The Generation Game

Body
by Lesley Hayes, on a yacht in St Vincent, Caribbean Sea | July 17, 2016
A mature bearded man with tattoos standing against a white background

Writing about Morrissey the other day got me reminiscing and my train of thought veered towards how men’s attitudes towards fashion and grooming has changed in my lifetime.  I think of my dad’s generation, well I think of my dad! Dad, or Malc as he prefers to be called by anyone who is not one of his children, is fairly typical of English, Northern working class men of his generation.  In his opinion, real men didn’t groom and any man who paid any attention to how he looked must be homosexual or European. Or from London. He isn’t an enlightened man and his prejudices were the only things he wore with pride.

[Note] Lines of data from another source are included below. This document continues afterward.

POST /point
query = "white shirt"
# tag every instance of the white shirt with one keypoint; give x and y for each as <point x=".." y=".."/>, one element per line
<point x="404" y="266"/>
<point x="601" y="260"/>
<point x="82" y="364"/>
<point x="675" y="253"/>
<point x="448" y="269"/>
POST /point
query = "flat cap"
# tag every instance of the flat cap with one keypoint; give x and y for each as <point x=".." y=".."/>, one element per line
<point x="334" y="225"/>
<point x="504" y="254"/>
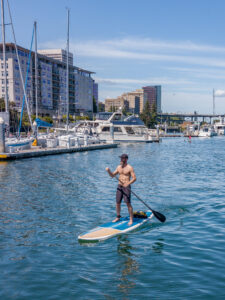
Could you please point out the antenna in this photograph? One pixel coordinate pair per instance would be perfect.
(67, 69)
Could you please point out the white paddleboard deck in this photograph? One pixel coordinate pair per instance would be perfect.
(111, 229)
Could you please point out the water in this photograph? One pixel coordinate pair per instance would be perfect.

His only concession to grooming was the occasional liberal sprinkling of Brut on a night out. I can still smell it. Just typing out the word brought back some painful olfactory memories. To be honest, there wasn’t a lot of choice at the time, especially if, like Malc, you weren’t willing to spend more than a couple of quid on an aftershave. He was suspicious of mine and my sisters’ boyfriends because they did care what they looked, and smelled like.  The generations were changing. Men were no longer working dahn t’pit (translated as “down the pit” for non-Northern English people) and even if they were builders or mechanics, they didn’t feel the need to dress like one once they had clocked off.

Even so, despite the fact that Kuoros had replaced Brut and the right hair style was important, I don’t think, at that time, they would have considered incorporating exfoliation into their grooming routine. And if you’d have told them that in the future, some men would willingly pay to have their bodily hair waxed, they would have thought you were experiencing a psychotic episode.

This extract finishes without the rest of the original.